Sexta-feira - Manaus - 29 de mai de 2020 - 19:56

DIVERSÃO
PARINTINS

Caprichoso emociona ao levar Arlindo Júnior para a arena

A voz emocionada de Arlindo contagiou a galera ao ritmo da toada “Pesadelo dos Navegantes”, do veterano compositor Ronaldo Barbosa

REDAÇÃO TODA HORA

Publicado em 29 de junho

Arlindo e David

Fotos: Nathalie Brasil/ TH

A primeira apresentação do Boi Caprichoso na disputa do 54º Festival Folclórico de Parintins foi um misto de emoção e muita vibração rumo à conquista do tricampeonato na festa do Boi de Pano dos parintinenses. Desde o início do espetáculo azulado a galera manifestou sintonia com o show na arena. O apresentador Edmundo Oran surgiu no meio da tribo Juruti e o Levantador de Toadas, Davi Assayag veio em uma grande estrela azul.

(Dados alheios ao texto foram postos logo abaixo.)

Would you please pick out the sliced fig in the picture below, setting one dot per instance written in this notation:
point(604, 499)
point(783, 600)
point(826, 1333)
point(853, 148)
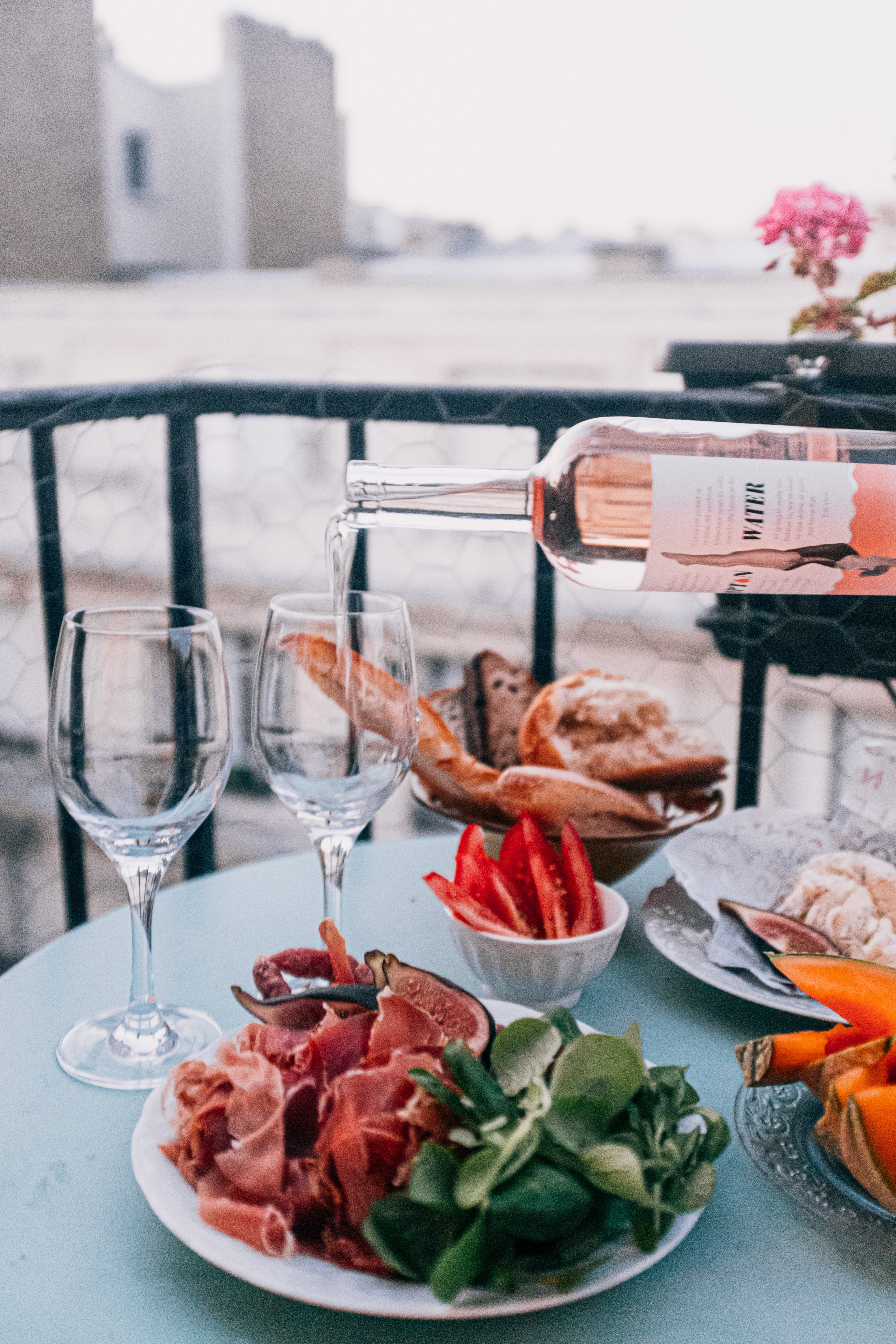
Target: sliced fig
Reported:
point(375, 960)
point(304, 1010)
point(781, 933)
point(457, 1011)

Mais emoção e a galera vibrou com o canto emocionado de Arlindo Júnior. “Canta, galera: Eu sou azul até morrer ...”, cantou Arlindo, um dos maiores levantadores de toadas que o Boi Caprichoso já registrou na história do Festival Folclórico de Parintins. A voz emocionada de Arlindo contagiou a galera ao ritmo da toada “Pesadelo dos Navegantes”, do veterano compositor Ronaldo Barbosa. Na arena e nas arquibancadas o clima foi de emoção. Arlindo luta contra um câncer no pulmão e tem no boi bumbá de Parintins uma verdadeira fonte de energia para resistir.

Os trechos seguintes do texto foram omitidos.